— Я вот когда общаюсь, скажем, с Шаргуновым, я могу определить наше или близкое к нашему поколение. Саша Гаррос, Аня Козлова, Герман Садулаев. Твое поколение — это кто (помимо питерских друзей)? Считаешь ли ты людьми своего поколения, скажем, Дмитрия Быкова или Дмитрия Новикова?
— Поколение… Слово такое, будто его сразу несколько поршней толкает, как коленвал. Поначалу так, вероятно, и есть. Двадцать пять лет назад я бы орал со сцены о поколении, искренне веря в единство нас, двадцатилетних, и в какие-то наши общие идеалы. Да что там, еще лет пять назад я бы, пожалуй, назвал имена, говорил бы о какой-то стае. Но сегодня я не могу говорить о поколении, я могу говорить лишь о ровесниках. Поколение — это фронт, фаланга, стремящаяся отбить для себя плацдарм на территории, уже поделенной отцами. Но когда этот плацдарм уже отбит и потесненные отцы ждут помощи и милости…

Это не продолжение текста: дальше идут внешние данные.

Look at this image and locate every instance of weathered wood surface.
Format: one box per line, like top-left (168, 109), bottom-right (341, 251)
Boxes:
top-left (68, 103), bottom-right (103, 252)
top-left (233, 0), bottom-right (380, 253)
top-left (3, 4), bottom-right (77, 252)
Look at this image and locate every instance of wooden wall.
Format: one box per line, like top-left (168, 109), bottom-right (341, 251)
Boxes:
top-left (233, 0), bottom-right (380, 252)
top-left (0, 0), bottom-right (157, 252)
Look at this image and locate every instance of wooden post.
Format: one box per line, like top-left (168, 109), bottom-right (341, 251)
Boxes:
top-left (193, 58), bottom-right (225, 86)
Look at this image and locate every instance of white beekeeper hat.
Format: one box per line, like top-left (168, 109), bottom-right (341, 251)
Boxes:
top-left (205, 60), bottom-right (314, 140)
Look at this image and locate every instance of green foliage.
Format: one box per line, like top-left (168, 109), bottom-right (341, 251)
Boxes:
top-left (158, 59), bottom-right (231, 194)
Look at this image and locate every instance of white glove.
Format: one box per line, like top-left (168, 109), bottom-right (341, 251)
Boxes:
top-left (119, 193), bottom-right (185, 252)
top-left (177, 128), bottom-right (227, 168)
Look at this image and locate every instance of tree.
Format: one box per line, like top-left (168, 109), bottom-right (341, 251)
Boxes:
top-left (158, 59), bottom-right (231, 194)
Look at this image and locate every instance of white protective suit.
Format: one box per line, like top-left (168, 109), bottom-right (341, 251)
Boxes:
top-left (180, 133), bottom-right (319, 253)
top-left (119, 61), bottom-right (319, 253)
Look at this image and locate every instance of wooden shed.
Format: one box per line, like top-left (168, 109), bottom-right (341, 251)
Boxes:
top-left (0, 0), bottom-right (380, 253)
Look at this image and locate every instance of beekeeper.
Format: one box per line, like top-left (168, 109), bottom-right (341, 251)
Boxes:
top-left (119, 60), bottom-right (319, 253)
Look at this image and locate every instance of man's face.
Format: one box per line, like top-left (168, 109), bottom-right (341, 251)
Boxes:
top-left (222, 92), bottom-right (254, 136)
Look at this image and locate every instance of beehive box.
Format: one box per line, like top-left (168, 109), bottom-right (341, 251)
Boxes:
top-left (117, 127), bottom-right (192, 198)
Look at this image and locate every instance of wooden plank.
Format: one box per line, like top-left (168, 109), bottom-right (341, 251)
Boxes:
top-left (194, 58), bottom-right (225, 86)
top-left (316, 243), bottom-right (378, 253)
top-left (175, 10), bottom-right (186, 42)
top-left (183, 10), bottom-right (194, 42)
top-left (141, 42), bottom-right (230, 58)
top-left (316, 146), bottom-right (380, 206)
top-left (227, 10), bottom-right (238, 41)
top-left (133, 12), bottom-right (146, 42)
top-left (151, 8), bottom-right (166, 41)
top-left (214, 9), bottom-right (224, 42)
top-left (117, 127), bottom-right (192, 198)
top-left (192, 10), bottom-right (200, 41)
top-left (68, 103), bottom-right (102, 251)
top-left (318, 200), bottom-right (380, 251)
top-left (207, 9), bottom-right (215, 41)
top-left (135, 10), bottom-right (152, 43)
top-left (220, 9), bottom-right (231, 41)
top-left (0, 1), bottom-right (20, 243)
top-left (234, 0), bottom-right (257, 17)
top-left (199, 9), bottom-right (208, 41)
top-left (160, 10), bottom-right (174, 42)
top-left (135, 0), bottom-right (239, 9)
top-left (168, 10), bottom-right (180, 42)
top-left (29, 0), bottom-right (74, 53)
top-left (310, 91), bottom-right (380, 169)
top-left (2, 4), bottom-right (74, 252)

Я думаю, если вы с холодным вниманием посмотрите друг на друга — Прилепин, Гаррос, Шаргунов и т.д., — вы увидите в монолите под названием «поколение» трещины, зоны раскола, которые со временем будут только расширяться. Не обольщайтесь, друзья, вас ждут взаимные разочарования. Безусловно, в литературной и шире — в художественной среде у меня есть товарищи, которых меня просят оставить за скобками, но я не смотрю на себя, вкупе с ними, как на поколение. Скорее, как на — с определенной мерой условности — круг единомышленников. Но в этот круг включены люди разновозрастные — от семидесятилетнего Наля Подольского до тридцатисемилетнего Вадима Назарова.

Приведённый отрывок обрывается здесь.